On Tuesday, the fund had pegged India’s gross domestic product (GDP) growth much lower than the government’s estimate of over five per cent, attributing it to poor demand, weak manufacturing and services sector performance. At 4.25 per cent, the economy would see the lowest economic expansion in 11 years.
Officials said India’s economic growth has always been higher than what is predicted by the IMF and had remained closer to the World Bank’s estimates. The World Bank has projected India’s economy to grow by 5.7 per cent in the current financial year.
The officials said 5.5 per cent economic growth would be a little challenging for the current financial year, but it would definitely be over five per cent.
“The IMF did not take into account project approvals by CCI and an expected bumper crop this year while making its projections for India. Moreover, if you look at the past data, India’s GDP growth has been above IMF projections most of the times,” an official told Business Standard.
If the economy expands by the rate projected by the IMF, the first three years of the 12th Five-Year Plan (2012-13 to 2016-17) would yield just 4.75 per cent growth rate a year, on an average, which is far short of the Planning Commission's target of eight per cent. For 2014-15, the IMF had forecast the economy to grow by five per cent.

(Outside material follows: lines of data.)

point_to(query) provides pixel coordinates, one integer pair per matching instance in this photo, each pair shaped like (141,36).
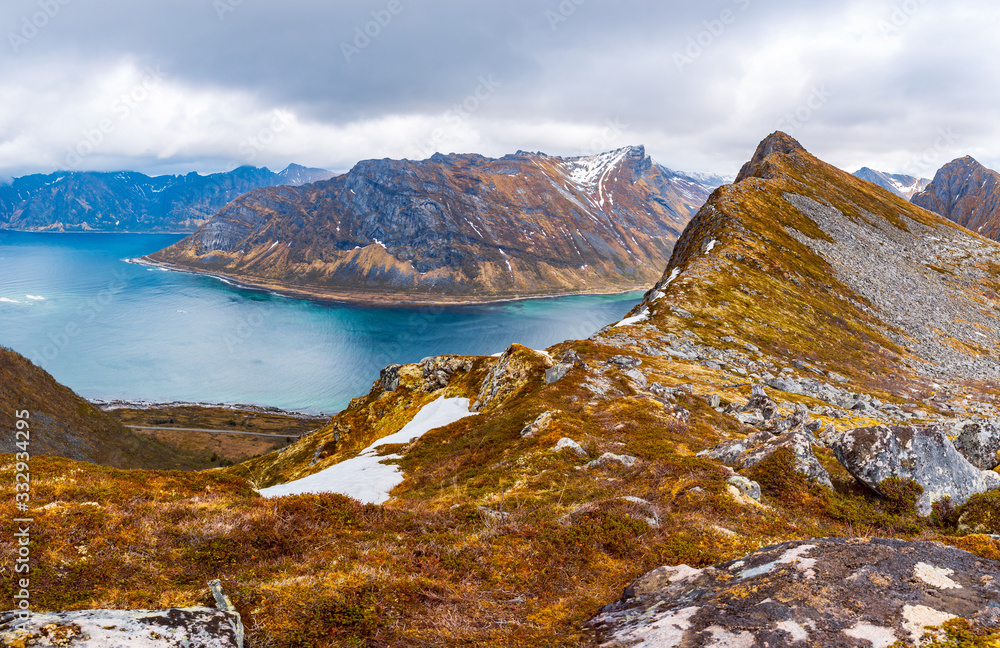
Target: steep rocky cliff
(132,202)
(967,193)
(454,227)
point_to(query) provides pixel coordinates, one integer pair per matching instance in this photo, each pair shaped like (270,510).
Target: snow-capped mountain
(901,185)
(456,227)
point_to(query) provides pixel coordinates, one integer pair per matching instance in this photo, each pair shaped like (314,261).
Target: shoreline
(361,299)
(117,404)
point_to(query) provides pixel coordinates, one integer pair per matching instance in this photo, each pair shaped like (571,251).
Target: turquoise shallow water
(114,330)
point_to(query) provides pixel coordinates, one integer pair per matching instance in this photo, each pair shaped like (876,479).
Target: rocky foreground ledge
(823,592)
(194,627)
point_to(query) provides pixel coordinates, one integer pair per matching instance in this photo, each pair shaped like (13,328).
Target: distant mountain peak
(587,171)
(777,143)
(904,186)
(456,227)
(966,192)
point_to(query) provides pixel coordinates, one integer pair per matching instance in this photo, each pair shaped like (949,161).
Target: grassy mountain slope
(456,227)
(497,539)
(64,425)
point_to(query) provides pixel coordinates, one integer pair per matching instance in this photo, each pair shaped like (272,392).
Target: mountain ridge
(902,185)
(459,227)
(131,201)
(804,313)
(967,193)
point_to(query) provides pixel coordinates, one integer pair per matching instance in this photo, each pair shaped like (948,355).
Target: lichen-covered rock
(800,444)
(566,443)
(926,455)
(806,594)
(509,374)
(979,442)
(541,423)
(727,452)
(609,459)
(746,486)
(188,627)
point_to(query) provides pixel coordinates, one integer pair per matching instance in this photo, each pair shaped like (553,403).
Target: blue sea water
(114,330)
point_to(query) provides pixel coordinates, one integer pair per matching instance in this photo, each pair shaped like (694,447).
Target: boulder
(926,455)
(746,486)
(979,442)
(609,459)
(806,594)
(541,423)
(511,371)
(800,444)
(566,443)
(197,627)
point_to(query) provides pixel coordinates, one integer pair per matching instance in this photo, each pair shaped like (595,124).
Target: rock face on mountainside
(132,202)
(902,185)
(455,227)
(967,193)
(61,424)
(817,593)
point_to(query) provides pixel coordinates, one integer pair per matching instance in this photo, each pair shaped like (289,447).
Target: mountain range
(127,201)
(790,441)
(902,185)
(966,192)
(454,228)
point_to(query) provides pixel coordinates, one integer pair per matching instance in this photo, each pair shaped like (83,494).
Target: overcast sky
(173,86)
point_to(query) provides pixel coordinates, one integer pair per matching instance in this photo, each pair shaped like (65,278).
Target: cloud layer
(206,85)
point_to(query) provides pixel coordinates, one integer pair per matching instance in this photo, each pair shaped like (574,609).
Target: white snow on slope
(365,477)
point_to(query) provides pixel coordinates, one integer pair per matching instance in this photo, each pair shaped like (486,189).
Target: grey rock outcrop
(979,442)
(926,455)
(806,594)
(801,445)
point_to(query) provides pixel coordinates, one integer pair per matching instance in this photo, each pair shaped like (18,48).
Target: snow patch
(666,632)
(797,632)
(365,477)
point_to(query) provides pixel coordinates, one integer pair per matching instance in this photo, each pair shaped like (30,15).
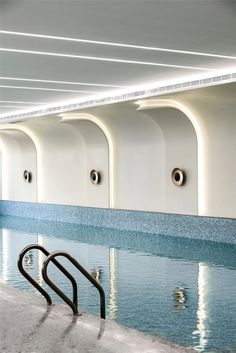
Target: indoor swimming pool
(179,289)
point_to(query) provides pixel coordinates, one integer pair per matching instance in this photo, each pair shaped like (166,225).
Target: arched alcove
(18,166)
(60,161)
(97,157)
(137,172)
(180,151)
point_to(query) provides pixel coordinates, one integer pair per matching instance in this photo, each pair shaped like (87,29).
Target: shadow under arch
(148,104)
(28,132)
(16,134)
(73,117)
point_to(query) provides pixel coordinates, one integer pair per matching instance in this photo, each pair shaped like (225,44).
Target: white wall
(61,162)
(214,109)
(135,151)
(96,156)
(138,173)
(18,155)
(180,151)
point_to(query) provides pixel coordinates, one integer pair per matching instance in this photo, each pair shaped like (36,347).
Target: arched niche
(60,161)
(18,154)
(98,146)
(137,162)
(180,151)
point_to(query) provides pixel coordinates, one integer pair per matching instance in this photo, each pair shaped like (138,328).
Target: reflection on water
(180,298)
(175,288)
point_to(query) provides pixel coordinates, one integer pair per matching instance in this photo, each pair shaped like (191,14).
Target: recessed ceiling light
(46,89)
(20,102)
(13,106)
(61,82)
(96,58)
(124,45)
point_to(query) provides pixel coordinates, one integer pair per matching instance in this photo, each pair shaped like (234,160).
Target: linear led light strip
(143,92)
(60,82)
(13,106)
(45,89)
(124,45)
(20,102)
(96,58)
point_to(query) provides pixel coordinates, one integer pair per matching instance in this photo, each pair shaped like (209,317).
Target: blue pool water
(179,289)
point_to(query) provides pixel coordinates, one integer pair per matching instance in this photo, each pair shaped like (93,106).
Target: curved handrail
(73,306)
(55,262)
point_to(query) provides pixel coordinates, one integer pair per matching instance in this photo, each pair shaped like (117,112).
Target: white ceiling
(37,70)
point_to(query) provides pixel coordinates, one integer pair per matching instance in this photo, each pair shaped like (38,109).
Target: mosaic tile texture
(193,227)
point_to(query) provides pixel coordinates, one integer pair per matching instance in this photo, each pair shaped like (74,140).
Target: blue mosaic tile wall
(194,227)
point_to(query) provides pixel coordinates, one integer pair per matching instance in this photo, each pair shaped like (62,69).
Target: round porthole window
(95,177)
(27,176)
(178,177)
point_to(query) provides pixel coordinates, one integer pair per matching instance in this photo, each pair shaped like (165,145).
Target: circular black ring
(27,176)
(178,177)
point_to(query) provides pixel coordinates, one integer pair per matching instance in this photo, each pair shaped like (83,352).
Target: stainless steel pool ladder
(50,257)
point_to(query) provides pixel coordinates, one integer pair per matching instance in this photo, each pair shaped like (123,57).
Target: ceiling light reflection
(97,58)
(115,44)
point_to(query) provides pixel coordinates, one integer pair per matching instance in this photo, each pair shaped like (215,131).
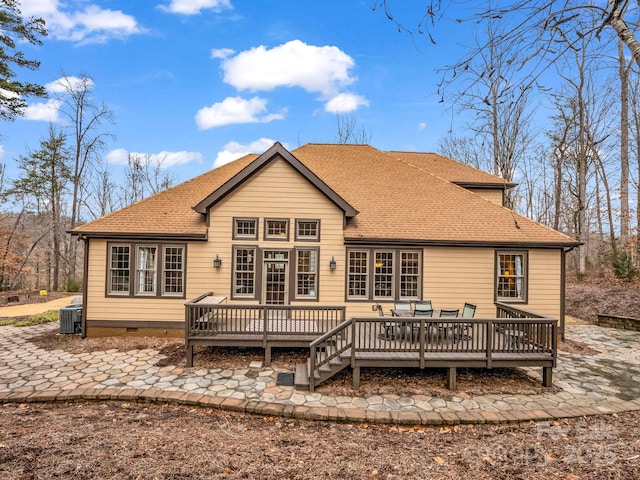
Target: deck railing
(515,332)
(207,320)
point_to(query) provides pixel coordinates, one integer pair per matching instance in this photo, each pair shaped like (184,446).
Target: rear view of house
(323,225)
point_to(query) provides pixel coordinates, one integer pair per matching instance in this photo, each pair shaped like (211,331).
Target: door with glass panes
(275,277)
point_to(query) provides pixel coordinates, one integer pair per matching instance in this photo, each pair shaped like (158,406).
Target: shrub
(623,266)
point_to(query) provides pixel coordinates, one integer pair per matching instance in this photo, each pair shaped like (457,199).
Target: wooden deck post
(356,378)
(451,378)
(267,355)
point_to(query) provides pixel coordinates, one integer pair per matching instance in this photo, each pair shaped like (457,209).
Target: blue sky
(201,82)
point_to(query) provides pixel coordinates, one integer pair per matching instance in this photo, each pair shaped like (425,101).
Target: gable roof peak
(276,150)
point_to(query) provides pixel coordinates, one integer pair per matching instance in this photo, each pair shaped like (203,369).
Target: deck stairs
(336,363)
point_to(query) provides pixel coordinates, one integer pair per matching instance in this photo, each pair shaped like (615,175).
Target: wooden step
(301,377)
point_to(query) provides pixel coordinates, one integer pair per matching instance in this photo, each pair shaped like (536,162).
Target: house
(345,225)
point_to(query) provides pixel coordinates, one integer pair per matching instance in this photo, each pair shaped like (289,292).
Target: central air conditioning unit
(71,319)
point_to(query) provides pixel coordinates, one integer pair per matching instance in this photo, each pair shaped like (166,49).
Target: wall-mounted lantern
(332,264)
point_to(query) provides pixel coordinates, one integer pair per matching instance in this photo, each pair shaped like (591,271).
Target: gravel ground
(140,441)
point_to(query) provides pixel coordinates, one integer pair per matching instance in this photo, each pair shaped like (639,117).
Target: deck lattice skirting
(514,338)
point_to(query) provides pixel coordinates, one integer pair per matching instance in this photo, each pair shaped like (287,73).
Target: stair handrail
(323,339)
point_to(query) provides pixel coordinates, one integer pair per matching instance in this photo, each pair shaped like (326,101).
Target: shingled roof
(397,198)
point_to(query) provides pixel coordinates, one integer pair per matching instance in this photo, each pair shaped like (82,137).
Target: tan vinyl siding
(453,276)
(545,282)
(99,307)
(493,195)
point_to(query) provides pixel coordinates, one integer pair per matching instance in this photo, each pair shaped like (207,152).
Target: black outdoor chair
(464,330)
(423,307)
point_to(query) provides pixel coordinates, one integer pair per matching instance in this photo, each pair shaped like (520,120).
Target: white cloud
(76,21)
(235,150)
(195,7)
(345,102)
(322,70)
(48,111)
(222,52)
(162,159)
(234,110)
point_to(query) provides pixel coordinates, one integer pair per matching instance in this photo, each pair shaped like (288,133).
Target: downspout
(83,321)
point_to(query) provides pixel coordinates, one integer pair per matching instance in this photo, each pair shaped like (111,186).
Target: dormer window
(276,229)
(245,228)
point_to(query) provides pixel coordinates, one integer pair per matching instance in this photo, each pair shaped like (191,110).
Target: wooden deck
(513,338)
(264,326)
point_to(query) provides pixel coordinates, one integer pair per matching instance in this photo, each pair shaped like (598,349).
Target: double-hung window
(409,274)
(389,274)
(173,276)
(358,274)
(307,230)
(244,272)
(511,276)
(276,229)
(146,270)
(383,275)
(119,269)
(245,228)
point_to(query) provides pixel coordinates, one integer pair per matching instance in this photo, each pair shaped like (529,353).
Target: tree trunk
(624,34)
(624,146)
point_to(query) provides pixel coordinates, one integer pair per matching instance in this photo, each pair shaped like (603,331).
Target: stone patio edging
(331,414)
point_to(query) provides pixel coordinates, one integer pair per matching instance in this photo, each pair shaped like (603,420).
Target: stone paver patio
(601,383)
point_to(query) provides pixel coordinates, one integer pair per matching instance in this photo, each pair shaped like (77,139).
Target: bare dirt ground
(139,441)
(26,297)
(131,441)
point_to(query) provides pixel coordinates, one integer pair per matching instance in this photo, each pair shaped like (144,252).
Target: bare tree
(347,131)
(145,176)
(14,29)
(624,69)
(634,104)
(537,32)
(44,179)
(501,122)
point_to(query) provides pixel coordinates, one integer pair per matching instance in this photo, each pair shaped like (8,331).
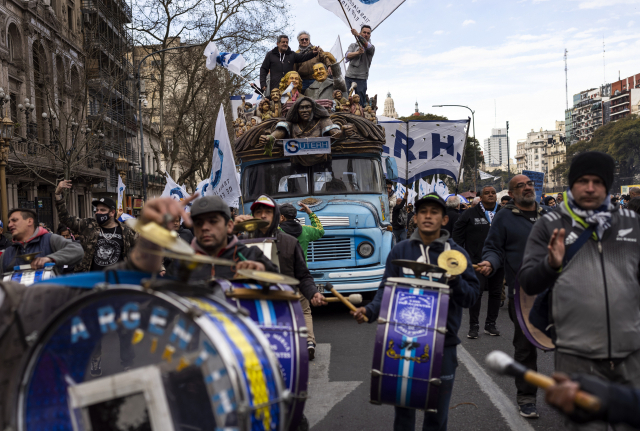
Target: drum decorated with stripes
(409,345)
(164,362)
(282,322)
(30,276)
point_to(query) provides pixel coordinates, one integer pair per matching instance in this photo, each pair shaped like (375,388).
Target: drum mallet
(355,299)
(344,300)
(502,363)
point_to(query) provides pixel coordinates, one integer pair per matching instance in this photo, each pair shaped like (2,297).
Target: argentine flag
(233,62)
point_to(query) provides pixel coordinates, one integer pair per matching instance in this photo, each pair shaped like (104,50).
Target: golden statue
(291,78)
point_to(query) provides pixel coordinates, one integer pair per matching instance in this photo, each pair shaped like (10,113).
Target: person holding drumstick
(425,245)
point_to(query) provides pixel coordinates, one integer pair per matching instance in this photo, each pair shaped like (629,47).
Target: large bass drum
(283,324)
(167,362)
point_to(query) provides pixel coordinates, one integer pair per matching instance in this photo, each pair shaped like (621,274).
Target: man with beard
(105,240)
(586,253)
(305,119)
(291,257)
(504,248)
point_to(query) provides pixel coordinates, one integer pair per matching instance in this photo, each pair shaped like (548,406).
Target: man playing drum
(425,245)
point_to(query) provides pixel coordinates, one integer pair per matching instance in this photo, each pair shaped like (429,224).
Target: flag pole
(463,150)
(347,17)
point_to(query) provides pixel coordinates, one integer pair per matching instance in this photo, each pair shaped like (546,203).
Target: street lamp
(6,132)
(475,161)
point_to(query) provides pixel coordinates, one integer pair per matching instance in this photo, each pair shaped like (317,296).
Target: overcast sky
(475,52)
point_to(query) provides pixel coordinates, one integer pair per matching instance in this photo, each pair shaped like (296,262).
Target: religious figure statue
(264,110)
(293,94)
(276,103)
(356,109)
(305,119)
(340,103)
(323,86)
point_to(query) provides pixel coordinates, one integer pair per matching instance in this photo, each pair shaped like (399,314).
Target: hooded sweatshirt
(465,288)
(62,251)
(305,234)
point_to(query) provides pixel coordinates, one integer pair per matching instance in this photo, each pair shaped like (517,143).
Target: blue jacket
(504,246)
(465,288)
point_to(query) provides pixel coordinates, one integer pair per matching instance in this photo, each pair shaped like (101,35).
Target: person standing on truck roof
(292,260)
(359,56)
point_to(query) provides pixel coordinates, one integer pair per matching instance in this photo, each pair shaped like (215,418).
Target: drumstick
(502,363)
(344,301)
(355,299)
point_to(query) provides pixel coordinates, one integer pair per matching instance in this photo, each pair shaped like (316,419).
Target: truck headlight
(365,249)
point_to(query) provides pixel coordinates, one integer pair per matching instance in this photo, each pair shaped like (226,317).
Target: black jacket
(279,64)
(471,230)
(453,218)
(395,219)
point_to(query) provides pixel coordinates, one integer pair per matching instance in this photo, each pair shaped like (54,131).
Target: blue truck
(346,192)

The economic growth was at a four-year low of 4.4 per cent in the first quarter of 2013-14. The finance ministry expects the growth to be higher in the second quarter and a stronger pick-up in the second half of the year. It expects growth in agriculture at almost six per cent this year, which will create demand for consumer goods in rural areas. CCI approvals for projects up to early August have been to the tune of $30.45 billion.
The Prime Minister's Economic Advisory Council in its Economic Outlook had also cut India's GDP growth projection to 5.4 per cent for the current financial year from 6.4 per cent that it had projected earlier. Many brokerage firms have forecast the GDP growth below five per cent for 2013-14.